Other programmers, though, were slow to learn the lessons of KDE 4.0. At the time, Linux’s popularity was still new, and many programmers were not used to criticisms from end users. Not long before, programmers and users had been close to synonymous. Consequently, many responded to criticism with sarcasm and suggested that the complainers should code the changes they demanded for themselves.
This is the problem in a nutshell: basic lack of professionalism and failure to follow design best practices. Innovation is all well and good, but without communicating with the user community and asking what they want or need, working behind closed doors, then presenting their innovative new DE as if casting pearls before swine isn't going to work. Any professional programmer knows this: you work with steering committees composed of representative end-users during the design process, then you work with alpha/beta testers during the implementation phase, and finally QA testers prior to rollout. If your product doesn't satisfy the needs of users it won't be well-received by them. Change only for the sake of change is not the way to do it, it has to be change that serves a real purpose, and you absolutely have to involve the users in the design process to ensure that your proposed changes do that. The only exceptions would be if building something according to management's specifications and orders (and if they don't involve their users they're poor managers and that's not a good place to work.)
The article laments that the desktop UI is pretty much the same as that of Windows 95 or earlier MacOS, but people have been used to using those interfaces since summer of 1995 and in the case of Macs even longer. The thing is, these UIs were very well designed indeed, and that's why they've stood the test of time. Changing everything around just to be "innovative" rather than to make using the computer easier, requiring everyone to relearn how to use their computers which takes time away from getting work done, is no good. That's what happened with Unity and Windows 8, which were designed for touchscreen monitors at a time when almost nobody owned one, with mousability being almost an afterthought. They disrupted peoples' workflow and tried to make them learn a new UI all over again, one that was harder to use with a standard mouse and keyboard. People revolted by, in Ubuntu, either switching DEs or even distros, and in Win8 by installing a third-party app that gave them their Start menu back and made the OS usable. In both cases the UIs were reverted in later versions back to what people wanted, due to popular demand.
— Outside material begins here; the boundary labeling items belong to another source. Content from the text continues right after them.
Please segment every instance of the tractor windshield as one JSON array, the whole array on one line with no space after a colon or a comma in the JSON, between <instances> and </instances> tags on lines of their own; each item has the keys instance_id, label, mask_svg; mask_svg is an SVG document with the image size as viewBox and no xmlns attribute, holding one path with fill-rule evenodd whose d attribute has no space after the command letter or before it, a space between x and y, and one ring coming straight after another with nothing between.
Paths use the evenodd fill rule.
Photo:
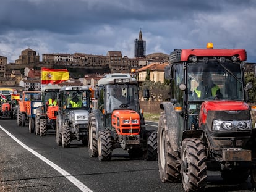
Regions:
<instances>
[{"instance_id":1,"label":"tractor windshield","mask_svg":"<svg viewBox=\"0 0 256 192\"><path fill-rule=\"evenodd\" d=\"M189 101L244 100L241 74L239 64L228 61L188 64Z\"/></svg>"},{"instance_id":2,"label":"tractor windshield","mask_svg":"<svg viewBox=\"0 0 256 192\"><path fill-rule=\"evenodd\" d=\"M130 109L139 112L137 87L135 85L108 85L106 86L106 111Z\"/></svg>"},{"instance_id":3,"label":"tractor windshield","mask_svg":"<svg viewBox=\"0 0 256 192\"><path fill-rule=\"evenodd\" d=\"M67 91L64 104L67 108L90 107L90 91L72 90Z\"/></svg>"}]
</instances>

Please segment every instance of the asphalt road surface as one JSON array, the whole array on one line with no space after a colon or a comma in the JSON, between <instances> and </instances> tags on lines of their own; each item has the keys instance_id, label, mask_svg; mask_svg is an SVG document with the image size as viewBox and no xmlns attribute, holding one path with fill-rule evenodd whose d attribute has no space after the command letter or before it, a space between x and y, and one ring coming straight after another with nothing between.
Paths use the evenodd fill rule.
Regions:
<instances>
[{"instance_id":1,"label":"asphalt road surface","mask_svg":"<svg viewBox=\"0 0 256 192\"><path fill-rule=\"evenodd\" d=\"M114 149L111 161L100 162L78 141L69 148L57 146L53 130L40 137L15 120L0 119L0 179L6 191L184 191L181 183L161 182L157 161L130 159L126 151ZM249 179L224 185L219 173L208 172L206 191L250 190Z\"/></svg>"}]
</instances>

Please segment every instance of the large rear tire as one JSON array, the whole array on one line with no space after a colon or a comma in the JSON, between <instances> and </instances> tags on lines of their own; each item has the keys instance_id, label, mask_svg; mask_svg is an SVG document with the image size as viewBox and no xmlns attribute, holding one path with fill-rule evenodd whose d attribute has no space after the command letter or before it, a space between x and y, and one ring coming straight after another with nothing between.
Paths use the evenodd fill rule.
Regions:
<instances>
[{"instance_id":1,"label":"large rear tire","mask_svg":"<svg viewBox=\"0 0 256 192\"><path fill-rule=\"evenodd\" d=\"M113 151L112 138L109 131L100 133L98 140L98 157L100 161L110 161Z\"/></svg>"},{"instance_id":2,"label":"large rear tire","mask_svg":"<svg viewBox=\"0 0 256 192\"><path fill-rule=\"evenodd\" d=\"M46 120L45 118L40 119L40 130L39 135L40 136L44 136L46 135L47 127Z\"/></svg>"},{"instance_id":3,"label":"large rear tire","mask_svg":"<svg viewBox=\"0 0 256 192\"><path fill-rule=\"evenodd\" d=\"M17 124L18 126L21 126L22 123L22 114L20 111L18 111L17 114Z\"/></svg>"},{"instance_id":4,"label":"large rear tire","mask_svg":"<svg viewBox=\"0 0 256 192\"><path fill-rule=\"evenodd\" d=\"M92 117L88 129L88 149L91 157L98 156L98 141L96 138L96 122L94 117Z\"/></svg>"},{"instance_id":5,"label":"large rear tire","mask_svg":"<svg viewBox=\"0 0 256 192\"><path fill-rule=\"evenodd\" d=\"M145 159L147 161L157 159L157 133L156 131L151 131L147 138L147 156Z\"/></svg>"},{"instance_id":6,"label":"large rear tire","mask_svg":"<svg viewBox=\"0 0 256 192\"><path fill-rule=\"evenodd\" d=\"M69 128L64 127L62 134L62 145L63 148L69 148L71 143L71 136Z\"/></svg>"},{"instance_id":7,"label":"large rear tire","mask_svg":"<svg viewBox=\"0 0 256 192\"><path fill-rule=\"evenodd\" d=\"M181 156L181 175L185 191L204 191L207 167L205 148L202 140L183 140Z\"/></svg>"},{"instance_id":8,"label":"large rear tire","mask_svg":"<svg viewBox=\"0 0 256 192\"><path fill-rule=\"evenodd\" d=\"M179 154L174 151L168 135L166 115L160 115L158 130L158 160L160 178L162 182L179 182L181 180Z\"/></svg>"},{"instance_id":9,"label":"large rear tire","mask_svg":"<svg viewBox=\"0 0 256 192\"><path fill-rule=\"evenodd\" d=\"M59 117L57 116L56 117L56 122L55 125L55 131L56 131L56 144L58 146L61 146L62 144L62 136L61 133L59 131L59 127L61 125L59 124L61 123Z\"/></svg>"},{"instance_id":10,"label":"large rear tire","mask_svg":"<svg viewBox=\"0 0 256 192\"><path fill-rule=\"evenodd\" d=\"M36 117L35 120L35 133L36 135L39 135L40 130L40 112L36 111Z\"/></svg>"},{"instance_id":11,"label":"large rear tire","mask_svg":"<svg viewBox=\"0 0 256 192\"><path fill-rule=\"evenodd\" d=\"M30 133L34 133L35 131L35 120L33 118L29 117L28 131Z\"/></svg>"}]
</instances>

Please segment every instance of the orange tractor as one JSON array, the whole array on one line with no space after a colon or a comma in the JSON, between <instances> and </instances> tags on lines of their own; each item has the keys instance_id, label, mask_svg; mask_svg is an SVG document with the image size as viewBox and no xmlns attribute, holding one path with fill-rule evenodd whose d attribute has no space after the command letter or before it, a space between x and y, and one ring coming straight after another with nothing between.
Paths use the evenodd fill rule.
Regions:
<instances>
[{"instance_id":1,"label":"orange tractor","mask_svg":"<svg viewBox=\"0 0 256 192\"><path fill-rule=\"evenodd\" d=\"M0 88L0 117L14 119L17 117L16 104L20 99L17 91L12 88Z\"/></svg>"},{"instance_id":2,"label":"orange tractor","mask_svg":"<svg viewBox=\"0 0 256 192\"><path fill-rule=\"evenodd\" d=\"M108 74L95 90L97 109L89 114L90 157L109 161L116 148L127 150L130 158L156 160L157 135L146 130L140 109L137 80L130 74Z\"/></svg>"},{"instance_id":3,"label":"orange tractor","mask_svg":"<svg viewBox=\"0 0 256 192\"><path fill-rule=\"evenodd\" d=\"M17 125L24 127L25 123L28 122L29 131L33 132L35 128L36 109L41 105L41 91L23 91L19 102Z\"/></svg>"},{"instance_id":4,"label":"orange tractor","mask_svg":"<svg viewBox=\"0 0 256 192\"><path fill-rule=\"evenodd\" d=\"M55 129L57 106L57 94L61 87L48 85L41 89L42 104L36 109L35 117L35 134L45 136L49 129ZM49 103L50 102L50 103Z\"/></svg>"}]
</instances>

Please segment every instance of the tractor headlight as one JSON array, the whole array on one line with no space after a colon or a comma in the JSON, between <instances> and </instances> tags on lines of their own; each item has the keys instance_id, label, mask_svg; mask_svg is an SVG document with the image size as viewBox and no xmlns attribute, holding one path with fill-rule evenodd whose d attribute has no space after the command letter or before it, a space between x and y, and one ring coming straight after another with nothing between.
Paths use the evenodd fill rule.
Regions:
<instances>
[{"instance_id":1,"label":"tractor headlight","mask_svg":"<svg viewBox=\"0 0 256 192\"><path fill-rule=\"evenodd\" d=\"M213 120L213 131L236 131L236 130L251 130L251 123L249 120L245 121L224 121Z\"/></svg>"},{"instance_id":2,"label":"tractor headlight","mask_svg":"<svg viewBox=\"0 0 256 192\"><path fill-rule=\"evenodd\" d=\"M138 119L132 119L132 124L138 124L139 120Z\"/></svg>"},{"instance_id":3,"label":"tractor headlight","mask_svg":"<svg viewBox=\"0 0 256 192\"><path fill-rule=\"evenodd\" d=\"M124 124L130 124L130 120L129 119L125 119L122 121Z\"/></svg>"},{"instance_id":4,"label":"tractor headlight","mask_svg":"<svg viewBox=\"0 0 256 192\"><path fill-rule=\"evenodd\" d=\"M228 130L233 128L233 124L231 122L224 122L221 124L222 128Z\"/></svg>"},{"instance_id":5,"label":"tractor headlight","mask_svg":"<svg viewBox=\"0 0 256 192\"><path fill-rule=\"evenodd\" d=\"M75 116L75 120L88 120L87 115L77 115Z\"/></svg>"},{"instance_id":6,"label":"tractor headlight","mask_svg":"<svg viewBox=\"0 0 256 192\"><path fill-rule=\"evenodd\" d=\"M237 122L237 128L239 130L251 130L252 126L250 124L250 121L239 121Z\"/></svg>"}]
</instances>

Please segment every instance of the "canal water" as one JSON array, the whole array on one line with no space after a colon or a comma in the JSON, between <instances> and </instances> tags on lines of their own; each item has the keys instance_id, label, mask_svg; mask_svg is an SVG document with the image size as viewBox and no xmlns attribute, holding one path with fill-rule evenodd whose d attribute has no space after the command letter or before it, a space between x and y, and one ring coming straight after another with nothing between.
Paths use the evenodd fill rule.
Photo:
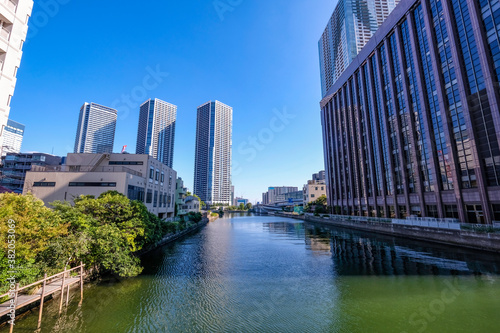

DE devs should ask themselves some serious questions when thinking about designing a new DE: Is it easier to use than the current DE, with current hardware? Does it still let people do what they need or want to do? Does it help or hinder people to get work done on their computers? Is it helpful or does it just get in the way? Is their an actual "business" need for these changes? Then they should create a proof-of-concept of some sort, even if it's just mocked-up screen captures, and show them to the user community and ask for feedback (a RFC), and listen to what people say. They should do these things before writing a single line of code.